Through hard won experience, I’ve found that you can’t just trust the architect and UX designer to stay focused on what is necessary. They drift. No matter how experienced they are, they drift. The visionary needs to check constantly on the progress of the product team. The easiest way is with the daily demo (not the agile daily check-in where the developers talk past each other, but an actual demo of what exists). I describe the daily demo process in Advice to a Non-Technical CEO of a Software Start-up. An even better way is to bring the lead customer to these daily demos on a weekly basis.
With a good team and good process (daily demo), you are ready to race to a Minimum Viable Product (not minimally valued product as newbies misstate) in parallel with your customer discovery process. Of course someone needs to manage this process and balance the Four Developments.
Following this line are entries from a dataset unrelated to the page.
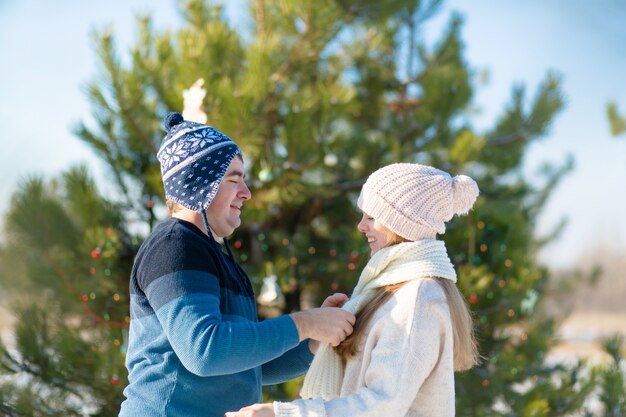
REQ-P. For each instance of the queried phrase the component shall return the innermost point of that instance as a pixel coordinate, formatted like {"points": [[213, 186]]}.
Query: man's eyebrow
{"points": [[236, 173]]}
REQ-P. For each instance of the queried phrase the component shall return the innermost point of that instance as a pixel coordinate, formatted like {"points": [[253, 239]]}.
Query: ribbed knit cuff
{"points": [[300, 408]]}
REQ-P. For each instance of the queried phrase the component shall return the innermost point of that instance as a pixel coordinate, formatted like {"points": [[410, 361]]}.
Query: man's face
{"points": [[225, 209]]}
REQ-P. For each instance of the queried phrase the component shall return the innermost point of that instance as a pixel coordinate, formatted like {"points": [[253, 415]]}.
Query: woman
{"points": [[413, 328]]}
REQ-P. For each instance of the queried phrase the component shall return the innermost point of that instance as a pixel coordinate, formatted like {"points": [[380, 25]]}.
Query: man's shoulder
{"points": [[174, 246]]}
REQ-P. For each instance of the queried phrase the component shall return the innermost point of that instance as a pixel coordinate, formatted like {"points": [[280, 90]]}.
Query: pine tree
{"points": [[318, 94]]}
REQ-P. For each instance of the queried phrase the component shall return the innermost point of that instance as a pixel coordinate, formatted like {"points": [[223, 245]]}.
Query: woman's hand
{"points": [[336, 300], [256, 410]]}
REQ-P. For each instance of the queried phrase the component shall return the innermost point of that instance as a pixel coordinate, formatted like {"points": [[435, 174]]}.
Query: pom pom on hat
{"points": [[465, 192], [171, 120], [415, 201]]}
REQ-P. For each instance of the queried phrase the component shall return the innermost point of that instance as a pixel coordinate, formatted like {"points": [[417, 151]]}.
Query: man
{"points": [[196, 347]]}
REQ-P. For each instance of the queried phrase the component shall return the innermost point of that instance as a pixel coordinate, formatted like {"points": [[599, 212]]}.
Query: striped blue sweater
{"points": [[196, 347]]}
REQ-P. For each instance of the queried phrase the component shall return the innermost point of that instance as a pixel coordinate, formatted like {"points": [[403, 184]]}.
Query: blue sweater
{"points": [[196, 347]]}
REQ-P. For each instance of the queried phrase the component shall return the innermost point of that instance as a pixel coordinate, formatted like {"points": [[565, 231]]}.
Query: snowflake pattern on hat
{"points": [[194, 159]]}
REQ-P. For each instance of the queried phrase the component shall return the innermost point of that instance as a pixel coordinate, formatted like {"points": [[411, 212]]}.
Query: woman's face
{"points": [[377, 235]]}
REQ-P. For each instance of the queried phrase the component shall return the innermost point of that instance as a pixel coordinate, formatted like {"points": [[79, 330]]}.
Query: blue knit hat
{"points": [[194, 158]]}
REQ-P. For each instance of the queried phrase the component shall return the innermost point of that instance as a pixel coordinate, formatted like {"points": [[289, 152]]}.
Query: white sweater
{"points": [[404, 364]]}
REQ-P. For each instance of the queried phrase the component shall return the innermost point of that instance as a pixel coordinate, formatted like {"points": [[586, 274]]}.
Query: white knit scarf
{"points": [[394, 264]]}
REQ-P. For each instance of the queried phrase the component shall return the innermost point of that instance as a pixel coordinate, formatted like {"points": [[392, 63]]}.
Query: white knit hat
{"points": [[414, 201]]}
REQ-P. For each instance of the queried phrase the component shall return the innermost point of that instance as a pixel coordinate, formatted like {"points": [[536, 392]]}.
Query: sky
{"points": [[48, 58]]}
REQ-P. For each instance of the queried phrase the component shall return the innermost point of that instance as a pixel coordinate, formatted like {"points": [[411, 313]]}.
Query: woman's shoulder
{"points": [[422, 289]]}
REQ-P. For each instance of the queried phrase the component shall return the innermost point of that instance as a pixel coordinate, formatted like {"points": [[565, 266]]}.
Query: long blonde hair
{"points": [[464, 343]]}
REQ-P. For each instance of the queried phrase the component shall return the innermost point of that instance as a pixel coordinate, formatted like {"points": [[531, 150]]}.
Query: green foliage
{"points": [[617, 122], [319, 95], [613, 394]]}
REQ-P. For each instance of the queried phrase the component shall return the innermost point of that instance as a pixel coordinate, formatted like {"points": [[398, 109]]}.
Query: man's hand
{"points": [[256, 410], [327, 324]]}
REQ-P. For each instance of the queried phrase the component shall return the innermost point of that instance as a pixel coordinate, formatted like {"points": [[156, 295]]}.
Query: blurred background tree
{"points": [[318, 94], [616, 121]]}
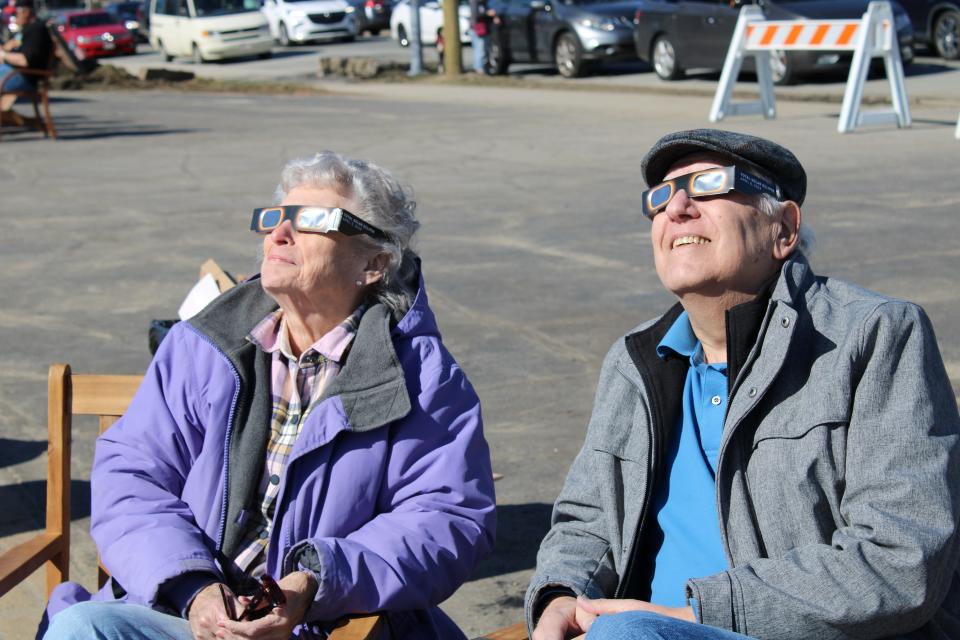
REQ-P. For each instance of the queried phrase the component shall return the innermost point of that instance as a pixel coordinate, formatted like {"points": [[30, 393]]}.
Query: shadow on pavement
{"points": [[25, 505], [16, 451], [520, 528]]}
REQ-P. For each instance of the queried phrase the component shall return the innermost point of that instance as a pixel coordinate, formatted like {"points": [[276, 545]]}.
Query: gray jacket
{"points": [[838, 481]]}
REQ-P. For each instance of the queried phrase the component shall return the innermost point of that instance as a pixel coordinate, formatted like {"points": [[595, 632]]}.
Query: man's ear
{"points": [[376, 268], [788, 236]]}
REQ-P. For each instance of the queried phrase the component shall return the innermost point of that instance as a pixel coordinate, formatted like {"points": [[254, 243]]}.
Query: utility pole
{"points": [[416, 44], [452, 61]]}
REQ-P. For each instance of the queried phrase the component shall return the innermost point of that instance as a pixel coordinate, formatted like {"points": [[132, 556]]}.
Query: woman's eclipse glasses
{"points": [[708, 182], [313, 220]]}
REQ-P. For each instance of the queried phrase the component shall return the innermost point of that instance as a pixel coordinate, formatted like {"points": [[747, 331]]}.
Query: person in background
{"points": [[307, 439]]}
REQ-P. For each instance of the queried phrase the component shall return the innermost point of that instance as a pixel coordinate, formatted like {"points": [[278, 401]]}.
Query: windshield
{"points": [[92, 20], [223, 7]]}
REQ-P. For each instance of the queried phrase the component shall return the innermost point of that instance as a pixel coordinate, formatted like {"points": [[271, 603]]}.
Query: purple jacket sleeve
{"points": [[437, 512], [145, 532]]}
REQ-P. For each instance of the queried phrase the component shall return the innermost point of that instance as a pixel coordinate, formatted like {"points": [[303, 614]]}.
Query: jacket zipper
{"points": [[222, 527]]}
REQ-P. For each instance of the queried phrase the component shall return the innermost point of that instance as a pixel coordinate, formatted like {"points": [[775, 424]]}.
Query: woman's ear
{"points": [[376, 268], [788, 236]]}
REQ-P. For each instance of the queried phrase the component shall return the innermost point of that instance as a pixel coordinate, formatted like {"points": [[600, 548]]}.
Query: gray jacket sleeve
{"points": [[578, 553], [889, 567]]}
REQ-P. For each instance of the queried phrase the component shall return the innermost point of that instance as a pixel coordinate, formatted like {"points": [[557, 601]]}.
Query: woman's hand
{"points": [[299, 588], [607, 606], [206, 612]]}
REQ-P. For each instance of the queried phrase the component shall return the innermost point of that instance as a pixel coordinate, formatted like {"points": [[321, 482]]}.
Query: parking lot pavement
{"points": [[535, 254]]}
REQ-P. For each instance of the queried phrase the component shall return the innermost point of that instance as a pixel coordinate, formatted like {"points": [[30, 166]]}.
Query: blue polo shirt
{"points": [[685, 504]]}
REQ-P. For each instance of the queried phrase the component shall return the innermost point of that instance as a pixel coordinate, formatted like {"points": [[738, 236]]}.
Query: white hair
{"points": [[768, 204], [380, 200]]}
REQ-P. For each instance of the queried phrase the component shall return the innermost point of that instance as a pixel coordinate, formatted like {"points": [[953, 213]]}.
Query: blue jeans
{"points": [[112, 620], [479, 44], [17, 83], [644, 625]]}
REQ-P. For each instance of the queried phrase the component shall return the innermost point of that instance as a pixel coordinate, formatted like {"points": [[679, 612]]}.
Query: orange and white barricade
{"points": [[871, 37]]}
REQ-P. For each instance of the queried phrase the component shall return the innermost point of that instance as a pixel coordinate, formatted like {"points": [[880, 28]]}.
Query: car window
{"points": [[91, 20], [223, 7]]}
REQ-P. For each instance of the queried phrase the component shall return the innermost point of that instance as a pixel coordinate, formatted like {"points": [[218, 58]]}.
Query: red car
{"points": [[92, 34]]}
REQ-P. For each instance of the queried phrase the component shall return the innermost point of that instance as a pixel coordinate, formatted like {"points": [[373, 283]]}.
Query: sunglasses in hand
{"points": [[267, 596]]}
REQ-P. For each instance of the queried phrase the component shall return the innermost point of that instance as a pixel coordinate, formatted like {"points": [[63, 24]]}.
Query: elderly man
{"points": [[33, 50], [777, 456]]}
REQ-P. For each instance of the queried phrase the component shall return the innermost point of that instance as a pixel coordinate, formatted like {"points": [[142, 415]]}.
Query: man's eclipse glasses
{"points": [[311, 219], [708, 182]]}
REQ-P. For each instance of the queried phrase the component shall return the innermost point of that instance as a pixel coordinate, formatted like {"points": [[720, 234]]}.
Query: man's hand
{"points": [[299, 588], [206, 612], [606, 606], [562, 620]]}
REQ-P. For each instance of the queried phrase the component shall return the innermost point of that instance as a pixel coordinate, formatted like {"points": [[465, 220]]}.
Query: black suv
{"points": [[571, 34]]}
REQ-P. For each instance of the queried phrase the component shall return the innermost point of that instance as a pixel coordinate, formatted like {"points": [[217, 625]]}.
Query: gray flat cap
{"points": [[751, 151]]}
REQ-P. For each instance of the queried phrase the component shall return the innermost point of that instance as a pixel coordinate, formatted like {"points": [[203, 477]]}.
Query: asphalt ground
{"points": [[535, 254]]}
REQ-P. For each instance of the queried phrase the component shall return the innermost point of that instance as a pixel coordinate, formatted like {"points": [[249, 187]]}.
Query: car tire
{"points": [[497, 59], [568, 55], [163, 52], [782, 68], [946, 34], [663, 56]]}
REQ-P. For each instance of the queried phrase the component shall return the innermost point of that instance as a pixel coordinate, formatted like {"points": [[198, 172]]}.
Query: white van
{"points": [[209, 29]]}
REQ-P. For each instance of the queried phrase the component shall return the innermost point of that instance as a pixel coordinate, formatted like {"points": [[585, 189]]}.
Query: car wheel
{"points": [[568, 55], [497, 62], [946, 34], [664, 57], [782, 68], [163, 51]]}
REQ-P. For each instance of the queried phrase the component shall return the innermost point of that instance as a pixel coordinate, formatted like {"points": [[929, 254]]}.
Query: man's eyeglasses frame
{"points": [[734, 179]]}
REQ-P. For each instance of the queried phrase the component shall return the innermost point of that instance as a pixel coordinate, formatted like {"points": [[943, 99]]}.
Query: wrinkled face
{"points": [[313, 266], [714, 245]]}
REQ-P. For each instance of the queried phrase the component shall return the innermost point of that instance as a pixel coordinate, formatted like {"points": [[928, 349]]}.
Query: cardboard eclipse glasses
{"points": [[313, 220], [708, 182]]}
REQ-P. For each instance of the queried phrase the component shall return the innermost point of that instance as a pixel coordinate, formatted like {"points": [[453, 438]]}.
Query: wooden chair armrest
{"points": [[18, 563], [370, 627], [513, 632]]}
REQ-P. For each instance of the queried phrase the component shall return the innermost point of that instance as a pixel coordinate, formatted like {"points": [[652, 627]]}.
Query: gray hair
{"points": [[768, 204], [378, 199]]}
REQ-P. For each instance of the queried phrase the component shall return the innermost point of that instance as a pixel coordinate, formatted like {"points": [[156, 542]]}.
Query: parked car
{"points": [[431, 22], [297, 21], [936, 23], [209, 29], [573, 35], [677, 35], [373, 16], [94, 34]]}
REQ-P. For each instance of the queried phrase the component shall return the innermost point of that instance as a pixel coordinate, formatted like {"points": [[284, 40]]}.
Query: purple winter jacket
{"points": [[387, 497]]}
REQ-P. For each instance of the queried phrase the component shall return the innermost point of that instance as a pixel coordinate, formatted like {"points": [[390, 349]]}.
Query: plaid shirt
{"points": [[295, 386]]}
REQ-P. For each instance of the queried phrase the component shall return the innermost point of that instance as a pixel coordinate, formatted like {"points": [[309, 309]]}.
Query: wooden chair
{"points": [[107, 397]]}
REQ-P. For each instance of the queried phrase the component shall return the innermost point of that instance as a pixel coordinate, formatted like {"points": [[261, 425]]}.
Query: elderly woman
{"points": [[308, 426]]}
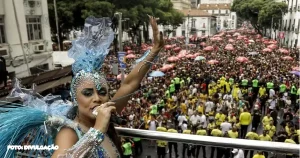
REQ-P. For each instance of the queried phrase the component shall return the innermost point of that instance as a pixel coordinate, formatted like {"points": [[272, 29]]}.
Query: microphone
{"points": [[114, 118]]}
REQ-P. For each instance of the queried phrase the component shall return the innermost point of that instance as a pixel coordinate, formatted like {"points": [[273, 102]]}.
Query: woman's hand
{"points": [[103, 116], [157, 36]]}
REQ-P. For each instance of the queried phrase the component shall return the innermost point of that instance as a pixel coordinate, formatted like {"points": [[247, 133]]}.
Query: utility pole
{"points": [[57, 28], [120, 40], [21, 41]]}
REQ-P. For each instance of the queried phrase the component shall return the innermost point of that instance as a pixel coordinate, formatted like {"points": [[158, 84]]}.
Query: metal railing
{"points": [[276, 147]]}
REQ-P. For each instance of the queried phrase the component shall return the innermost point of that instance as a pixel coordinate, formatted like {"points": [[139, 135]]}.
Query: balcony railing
{"points": [[276, 147]]}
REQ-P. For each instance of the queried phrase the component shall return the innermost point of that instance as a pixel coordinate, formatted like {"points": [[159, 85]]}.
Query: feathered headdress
{"points": [[91, 48]]}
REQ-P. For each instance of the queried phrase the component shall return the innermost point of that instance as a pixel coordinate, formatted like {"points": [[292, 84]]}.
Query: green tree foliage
{"points": [[71, 13], [260, 12]]}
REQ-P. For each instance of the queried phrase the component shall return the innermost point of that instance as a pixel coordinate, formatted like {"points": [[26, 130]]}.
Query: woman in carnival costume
{"points": [[85, 130]]}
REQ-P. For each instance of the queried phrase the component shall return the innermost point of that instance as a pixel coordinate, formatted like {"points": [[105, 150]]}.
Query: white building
{"points": [[290, 24], [221, 9], [196, 22], [181, 4], [25, 31]]}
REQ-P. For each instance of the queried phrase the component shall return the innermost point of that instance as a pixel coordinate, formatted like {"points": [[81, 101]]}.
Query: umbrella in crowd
{"points": [[198, 58], [297, 73], [213, 62], [242, 59], [156, 74], [119, 77], [209, 48], [130, 56], [287, 58]]}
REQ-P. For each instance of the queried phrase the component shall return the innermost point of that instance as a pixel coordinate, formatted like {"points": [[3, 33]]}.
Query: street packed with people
{"points": [[236, 84]]}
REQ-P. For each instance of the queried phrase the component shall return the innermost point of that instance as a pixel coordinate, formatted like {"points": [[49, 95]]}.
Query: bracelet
{"points": [[96, 137]]}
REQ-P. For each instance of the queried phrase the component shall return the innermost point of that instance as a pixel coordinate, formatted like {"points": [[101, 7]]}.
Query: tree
{"points": [[72, 13], [259, 12]]}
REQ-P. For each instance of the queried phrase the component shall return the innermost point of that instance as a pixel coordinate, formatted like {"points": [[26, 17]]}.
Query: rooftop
{"points": [[195, 12], [215, 6]]}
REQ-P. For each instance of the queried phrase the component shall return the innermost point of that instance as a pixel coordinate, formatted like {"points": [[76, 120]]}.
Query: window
{"points": [[2, 30], [34, 27], [193, 23], [183, 24]]}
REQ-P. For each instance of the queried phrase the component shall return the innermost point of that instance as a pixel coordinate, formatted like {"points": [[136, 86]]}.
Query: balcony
{"points": [[45, 80], [276, 147]]}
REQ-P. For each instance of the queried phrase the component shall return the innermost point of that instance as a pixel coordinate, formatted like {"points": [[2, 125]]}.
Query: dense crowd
{"points": [[235, 84]]}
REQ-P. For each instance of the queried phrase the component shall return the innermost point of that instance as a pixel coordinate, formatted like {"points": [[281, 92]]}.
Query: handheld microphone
{"points": [[114, 119]]}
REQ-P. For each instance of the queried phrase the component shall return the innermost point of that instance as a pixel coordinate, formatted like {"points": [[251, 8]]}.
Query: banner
{"points": [[122, 59]]}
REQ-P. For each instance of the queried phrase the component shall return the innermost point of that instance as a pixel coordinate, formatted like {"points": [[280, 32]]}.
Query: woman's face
{"points": [[89, 97]]}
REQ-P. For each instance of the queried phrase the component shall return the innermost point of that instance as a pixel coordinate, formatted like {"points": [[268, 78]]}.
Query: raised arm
{"points": [[134, 78]]}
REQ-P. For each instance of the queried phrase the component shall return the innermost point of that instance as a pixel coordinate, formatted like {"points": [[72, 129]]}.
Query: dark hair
{"points": [[111, 132]]}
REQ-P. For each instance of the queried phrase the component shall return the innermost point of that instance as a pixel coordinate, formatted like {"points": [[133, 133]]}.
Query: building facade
{"points": [[181, 4], [25, 38], [221, 10], [195, 22], [290, 24]]}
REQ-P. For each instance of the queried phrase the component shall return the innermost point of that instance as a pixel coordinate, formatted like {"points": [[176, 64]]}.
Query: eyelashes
{"points": [[90, 92]]}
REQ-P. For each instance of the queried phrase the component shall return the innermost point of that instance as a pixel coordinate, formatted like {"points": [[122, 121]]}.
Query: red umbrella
{"points": [[203, 44], [177, 49], [172, 59], [129, 52], [180, 55], [213, 62], [272, 46], [231, 40], [242, 59], [229, 47], [267, 50], [197, 54], [192, 45], [119, 77], [130, 56], [190, 56], [168, 47], [209, 48], [296, 68], [287, 58], [284, 51]]}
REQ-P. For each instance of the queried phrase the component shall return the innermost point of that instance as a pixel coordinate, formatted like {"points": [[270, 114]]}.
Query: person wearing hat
{"points": [[202, 132], [238, 153], [259, 154], [161, 145]]}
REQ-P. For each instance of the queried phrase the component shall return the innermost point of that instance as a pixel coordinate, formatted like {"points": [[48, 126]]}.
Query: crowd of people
{"points": [[256, 98], [242, 87]]}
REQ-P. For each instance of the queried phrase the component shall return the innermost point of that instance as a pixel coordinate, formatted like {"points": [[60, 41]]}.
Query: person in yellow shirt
{"points": [[233, 133], [232, 119], [201, 108], [211, 125], [172, 144], [265, 137], [271, 129], [220, 118], [202, 132], [262, 91], [291, 141], [146, 118], [252, 135], [245, 120], [216, 133], [259, 154], [183, 108], [266, 120], [161, 145]]}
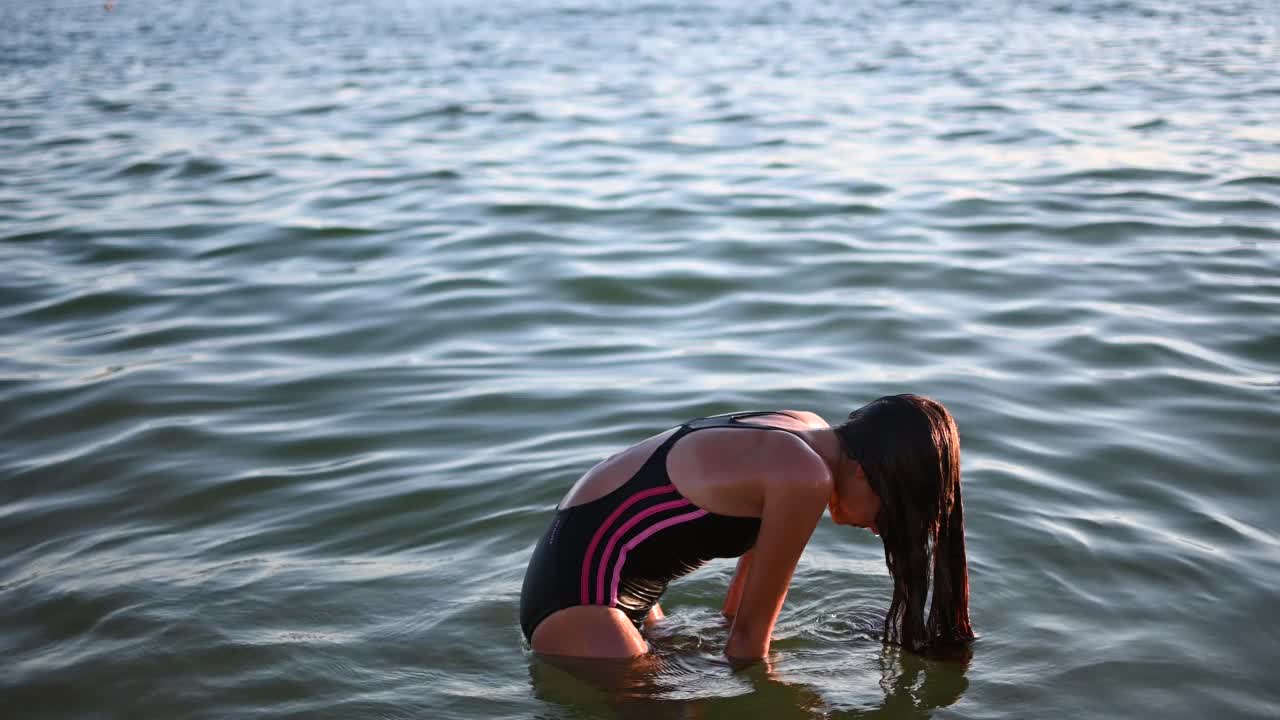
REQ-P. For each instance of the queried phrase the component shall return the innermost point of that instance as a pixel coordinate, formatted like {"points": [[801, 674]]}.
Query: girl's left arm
{"points": [[794, 501]]}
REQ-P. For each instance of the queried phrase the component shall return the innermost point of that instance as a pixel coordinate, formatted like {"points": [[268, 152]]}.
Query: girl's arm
{"points": [[795, 496]]}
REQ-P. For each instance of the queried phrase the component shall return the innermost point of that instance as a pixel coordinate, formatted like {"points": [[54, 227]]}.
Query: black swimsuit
{"points": [[621, 550]]}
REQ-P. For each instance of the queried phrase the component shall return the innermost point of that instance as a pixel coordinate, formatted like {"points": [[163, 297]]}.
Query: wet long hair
{"points": [[909, 449]]}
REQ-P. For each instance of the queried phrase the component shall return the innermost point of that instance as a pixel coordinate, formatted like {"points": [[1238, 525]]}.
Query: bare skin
{"points": [[785, 479]]}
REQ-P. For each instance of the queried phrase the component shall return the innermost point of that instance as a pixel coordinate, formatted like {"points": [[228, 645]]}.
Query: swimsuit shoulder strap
{"points": [[734, 420]]}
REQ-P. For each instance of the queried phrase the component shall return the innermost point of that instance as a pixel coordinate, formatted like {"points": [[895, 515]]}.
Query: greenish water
{"points": [[311, 311]]}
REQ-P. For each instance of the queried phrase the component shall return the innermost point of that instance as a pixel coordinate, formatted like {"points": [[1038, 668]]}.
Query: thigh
{"points": [[588, 630]]}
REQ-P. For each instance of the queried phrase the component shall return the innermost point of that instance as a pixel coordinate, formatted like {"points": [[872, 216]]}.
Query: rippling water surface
{"points": [[310, 311]]}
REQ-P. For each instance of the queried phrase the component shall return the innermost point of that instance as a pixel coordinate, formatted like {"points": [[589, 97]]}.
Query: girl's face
{"points": [[854, 502]]}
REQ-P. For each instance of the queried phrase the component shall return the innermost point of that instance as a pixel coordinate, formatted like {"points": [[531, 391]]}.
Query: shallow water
{"points": [[310, 313]]}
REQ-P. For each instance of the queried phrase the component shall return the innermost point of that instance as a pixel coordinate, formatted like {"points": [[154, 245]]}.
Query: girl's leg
{"points": [[588, 630]]}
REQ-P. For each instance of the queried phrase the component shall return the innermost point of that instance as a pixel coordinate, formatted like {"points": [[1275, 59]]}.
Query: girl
{"points": [[754, 486]]}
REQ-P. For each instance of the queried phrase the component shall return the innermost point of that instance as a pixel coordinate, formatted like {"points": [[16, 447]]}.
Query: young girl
{"points": [[754, 486]]}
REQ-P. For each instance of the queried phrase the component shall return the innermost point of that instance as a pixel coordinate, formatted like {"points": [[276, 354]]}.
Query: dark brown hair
{"points": [[909, 449]]}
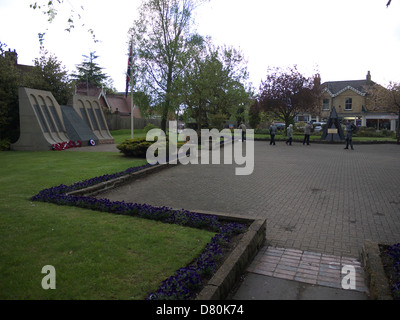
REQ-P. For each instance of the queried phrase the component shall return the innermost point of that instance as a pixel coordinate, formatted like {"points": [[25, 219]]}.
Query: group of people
{"points": [[273, 129], [350, 127]]}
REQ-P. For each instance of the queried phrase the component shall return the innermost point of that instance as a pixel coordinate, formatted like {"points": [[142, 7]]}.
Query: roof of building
{"points": [[115, 102], [335, 88]]}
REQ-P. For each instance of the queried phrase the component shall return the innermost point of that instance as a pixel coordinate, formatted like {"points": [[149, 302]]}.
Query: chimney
{"points": [[12, 55], [369, 81]]}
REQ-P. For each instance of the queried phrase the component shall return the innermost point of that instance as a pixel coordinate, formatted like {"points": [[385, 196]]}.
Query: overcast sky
{"points": [[342, 39]]}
That’s fodder for a future post.
For more information on this human centered product design process check out the following resources:
- IDEO Human Centered Design Toolkit
- Running Lean by Ash Maurya – a terrific synthesis of the Lean Startup method of Eric Ries, the customer discovery process of Steve Blank, and Business Model Generation of Alexander Osterwalder
- To Sell is Human by Dan Pink
- 101 Design Methods: A Structured Approach for Driving Innovation in Your Organization by Vijay Kumar
- Communicating The New: Methods to Shape and Accelerate Innovation by Kim Erwin
- Ten Types of Innovation: The Discipline of Building Breakthroughs by Larry Keeley
For a humorous look at the wonderful world of innovation and new ventures, checkout Fl!p and the gang at Fl!p Comics.
Great story Skip!
I love the followup comments that come through a variety of social media channels. Two from valued colleagues that caught my attention today as responses to this blog post:
“As an indicator of where my head is at I initially read this as ‘Waterboarding: Designing a software team.”
In response to that comment:
“I think everyone in this industry, at some time in their life, would like to submit an engineering team to waterboarding.”